La procédure à suivre

Face à une faute, qu’elle soit lourde ou simple, l’employeur s’engage à respecter la procédure disciplinaire légale. Une faute est dite « lourde » lorsque la sanction de celle-ci a des conséquences sur son contrat de travail.

Dans ce cas, l’employeur se doit de convoquer le salarié par lettre recommandée. Cette lettre devra contenir l’objet, les informations de l’entretien : date, heure, ainsi que le lieu et devra être envoyée au plus tard 2mois après la connaissance du fait. Par la suite, la mesure décidée par l’employeur doit être prononcée dans le délai accordé (entre 2jours et 1mois après l’entretien). La sanction doit être adressée par lettre écrite au salarié. En cas de licenciement, l’employeur se doit de respecter la procédure adéquate. Dans le cas d’une faute simple, l’employeur n’a pas d’obligation. La sanction peut être énoncée par simple courrier.

 

Les droits des salariés

Comment préparer un entretien préalable à une sanction disciplinaire ?

Le salarié dispose d’un temps de préparation à l’entretien. Durant ce délai, l’employé peut se concentrer sur sa faute, s’informer sur la procédure légale et sur ses droits, tout en préparant les explications nécessaires. Il est conseillé de se faire accompagner par un représentant du personnel. En outre, une attitude calme est requise.

 

Quels délais et comment contester ou se défendre face à une sanction disciplinaire ?
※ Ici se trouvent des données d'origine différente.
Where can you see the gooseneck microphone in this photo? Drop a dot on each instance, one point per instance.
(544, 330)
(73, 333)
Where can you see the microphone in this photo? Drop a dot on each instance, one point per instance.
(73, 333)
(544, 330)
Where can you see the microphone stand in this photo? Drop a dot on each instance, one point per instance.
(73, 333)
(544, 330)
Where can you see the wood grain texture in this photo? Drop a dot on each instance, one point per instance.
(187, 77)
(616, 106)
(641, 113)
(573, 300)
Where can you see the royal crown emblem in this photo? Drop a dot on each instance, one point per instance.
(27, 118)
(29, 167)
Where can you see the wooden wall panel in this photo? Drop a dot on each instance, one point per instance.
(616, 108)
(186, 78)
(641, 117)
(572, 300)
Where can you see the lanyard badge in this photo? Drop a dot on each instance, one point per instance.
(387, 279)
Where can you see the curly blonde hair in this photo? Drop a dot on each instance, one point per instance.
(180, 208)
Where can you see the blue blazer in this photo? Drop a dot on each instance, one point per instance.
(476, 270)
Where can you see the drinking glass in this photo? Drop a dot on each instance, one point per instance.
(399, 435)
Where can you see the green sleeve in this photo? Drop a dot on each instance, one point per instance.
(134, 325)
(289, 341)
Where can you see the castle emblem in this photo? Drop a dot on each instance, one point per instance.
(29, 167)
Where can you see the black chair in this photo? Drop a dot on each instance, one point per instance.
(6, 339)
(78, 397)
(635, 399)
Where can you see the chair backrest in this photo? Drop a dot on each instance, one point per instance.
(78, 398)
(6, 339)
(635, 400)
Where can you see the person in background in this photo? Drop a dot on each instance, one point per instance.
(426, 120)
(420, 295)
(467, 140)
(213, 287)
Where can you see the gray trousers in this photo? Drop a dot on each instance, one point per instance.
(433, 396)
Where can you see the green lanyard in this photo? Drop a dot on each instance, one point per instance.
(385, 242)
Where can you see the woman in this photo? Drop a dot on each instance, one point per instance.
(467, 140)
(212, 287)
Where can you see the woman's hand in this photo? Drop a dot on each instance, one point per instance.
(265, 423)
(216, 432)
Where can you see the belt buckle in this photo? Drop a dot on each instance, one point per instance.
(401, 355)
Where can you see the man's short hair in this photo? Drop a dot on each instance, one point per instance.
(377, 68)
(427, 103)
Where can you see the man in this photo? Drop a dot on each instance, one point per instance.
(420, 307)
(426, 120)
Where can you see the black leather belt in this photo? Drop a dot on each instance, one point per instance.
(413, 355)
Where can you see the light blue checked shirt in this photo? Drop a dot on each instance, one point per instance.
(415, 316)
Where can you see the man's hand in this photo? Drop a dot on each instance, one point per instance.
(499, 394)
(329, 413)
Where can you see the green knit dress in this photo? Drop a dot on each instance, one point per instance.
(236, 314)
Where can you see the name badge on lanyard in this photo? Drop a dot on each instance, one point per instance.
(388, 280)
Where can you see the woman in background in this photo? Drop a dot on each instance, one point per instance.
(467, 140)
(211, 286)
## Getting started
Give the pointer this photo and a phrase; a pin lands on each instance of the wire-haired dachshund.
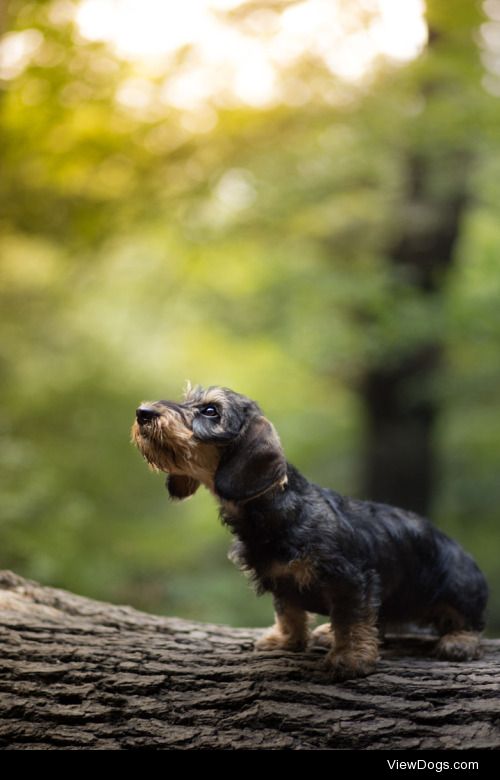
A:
(364, 565)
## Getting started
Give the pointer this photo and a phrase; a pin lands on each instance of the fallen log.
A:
(81, 674)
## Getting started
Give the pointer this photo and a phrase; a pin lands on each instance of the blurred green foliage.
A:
(137, 253)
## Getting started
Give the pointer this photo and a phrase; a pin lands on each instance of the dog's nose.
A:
(145, 414)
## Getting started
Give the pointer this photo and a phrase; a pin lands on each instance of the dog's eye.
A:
(209, 411)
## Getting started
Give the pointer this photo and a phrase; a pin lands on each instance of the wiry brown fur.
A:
(169, 446)
(363, 564)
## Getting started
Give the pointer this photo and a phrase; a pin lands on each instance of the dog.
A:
(362, 564)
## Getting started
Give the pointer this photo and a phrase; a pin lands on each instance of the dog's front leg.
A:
(354, 624)
(290, 631)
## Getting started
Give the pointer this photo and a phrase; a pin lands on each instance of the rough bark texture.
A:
(76, 673)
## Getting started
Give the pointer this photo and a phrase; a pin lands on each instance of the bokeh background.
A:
(299, 200)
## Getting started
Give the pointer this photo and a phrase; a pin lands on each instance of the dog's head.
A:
(216, 437)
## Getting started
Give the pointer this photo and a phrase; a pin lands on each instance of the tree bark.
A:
(81, 674)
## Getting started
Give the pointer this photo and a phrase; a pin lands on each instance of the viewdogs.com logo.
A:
(436, 766)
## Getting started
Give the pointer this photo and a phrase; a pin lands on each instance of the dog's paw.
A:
(458, 646)
(274, 639)
(323, 635)
(347, 666)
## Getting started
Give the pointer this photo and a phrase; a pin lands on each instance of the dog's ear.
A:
(252, 464)
(180, 487)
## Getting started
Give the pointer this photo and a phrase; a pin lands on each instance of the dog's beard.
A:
(164, 444)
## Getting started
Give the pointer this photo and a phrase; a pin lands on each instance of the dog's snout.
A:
(145, 414)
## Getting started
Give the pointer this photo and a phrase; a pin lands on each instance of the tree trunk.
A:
(399, 393)
(76, 673)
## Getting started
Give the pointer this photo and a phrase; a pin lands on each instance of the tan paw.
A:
(323, 635)
(276, 640)
(458, 646)
(346, 666)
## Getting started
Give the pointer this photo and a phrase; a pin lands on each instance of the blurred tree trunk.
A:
(81, 674)
(398, 392)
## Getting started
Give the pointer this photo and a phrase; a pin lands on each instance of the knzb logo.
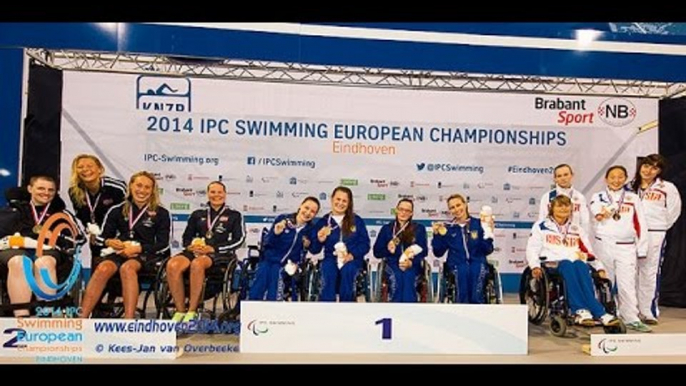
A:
(163, 94)
(617, 111)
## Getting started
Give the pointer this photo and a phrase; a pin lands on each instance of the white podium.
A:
(399, 328)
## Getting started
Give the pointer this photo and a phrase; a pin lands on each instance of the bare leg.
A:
(50, 264)
(129, 282)
(175, 268)
(103, 272)
(198, 267)
(17, 286)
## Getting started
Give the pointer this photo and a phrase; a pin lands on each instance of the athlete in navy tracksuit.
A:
(345, 227)
(394, 241)
(467, 248)
(285, 244)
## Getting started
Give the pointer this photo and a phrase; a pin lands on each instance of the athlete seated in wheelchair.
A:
(136, 234)
(558, 277)
(283, 249)
(40, 247)
(468, 240)
(491, 289)
(211, 237)
(402, 248)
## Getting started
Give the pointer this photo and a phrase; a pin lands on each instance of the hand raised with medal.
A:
(323, 233)
(115, 244)
(439, 228)
(392, 245)
(279, 227)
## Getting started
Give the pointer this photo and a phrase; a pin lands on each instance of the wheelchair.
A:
(71, 298)
(423, 283)
(447, 285)
(68, 269)
(312, 282)
(111, 304)
(547, 297)
(214, 289)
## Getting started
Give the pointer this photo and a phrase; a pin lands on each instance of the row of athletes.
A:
(628, 222)
(140, 232)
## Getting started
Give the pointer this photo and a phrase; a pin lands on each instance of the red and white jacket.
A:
(630, 228)
(661, 205)
(557, 243)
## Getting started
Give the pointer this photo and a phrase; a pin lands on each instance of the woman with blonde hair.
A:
(137, 234)
(92, 194)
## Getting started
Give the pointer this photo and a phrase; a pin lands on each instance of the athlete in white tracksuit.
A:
(559, 240)
(662, 206)
(621, 238)
(563, 176)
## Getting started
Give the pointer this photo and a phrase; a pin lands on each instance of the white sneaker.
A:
(609, 320)
(584, 317)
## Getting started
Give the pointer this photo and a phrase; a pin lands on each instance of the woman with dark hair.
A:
(136, 234)
(343, 236)
(621, 239)
(467, 243)
(662, 207)
(560, 240)
(402, 244)
(283, 248)
(211, 234)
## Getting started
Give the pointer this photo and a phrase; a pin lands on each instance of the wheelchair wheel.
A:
(558, 325)
(231, 287)
(534, 293)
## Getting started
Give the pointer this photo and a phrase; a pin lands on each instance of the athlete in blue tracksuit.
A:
(285, 243)
(467, 248)
(395, 240)
(342, 226)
Lorsqu’une mesure est disproportionnée à l’acte ou que le salarié est perçu comme injustement sanctionné, il lui est possible de se défendre ou de la contester. L’employé peut se fier au règlement intérieur et vérifier que l’employeur a bien respecté la procédure. Reconnaître ses droits et analyser la sanction : la sanction est autorisée par la loi et jamais accordée. En effet, l’employeur ne peut pas sanctionner un salarié pour la même faute. S’intéresser au délai de l’employeur et surtout prendre compte que la mesure ne porte sur aucun caractère discriminatoire. S’il y a litige sur la situation, le salarié peut saisir le conseil de Prud’hommes pour l’examiner et le contester.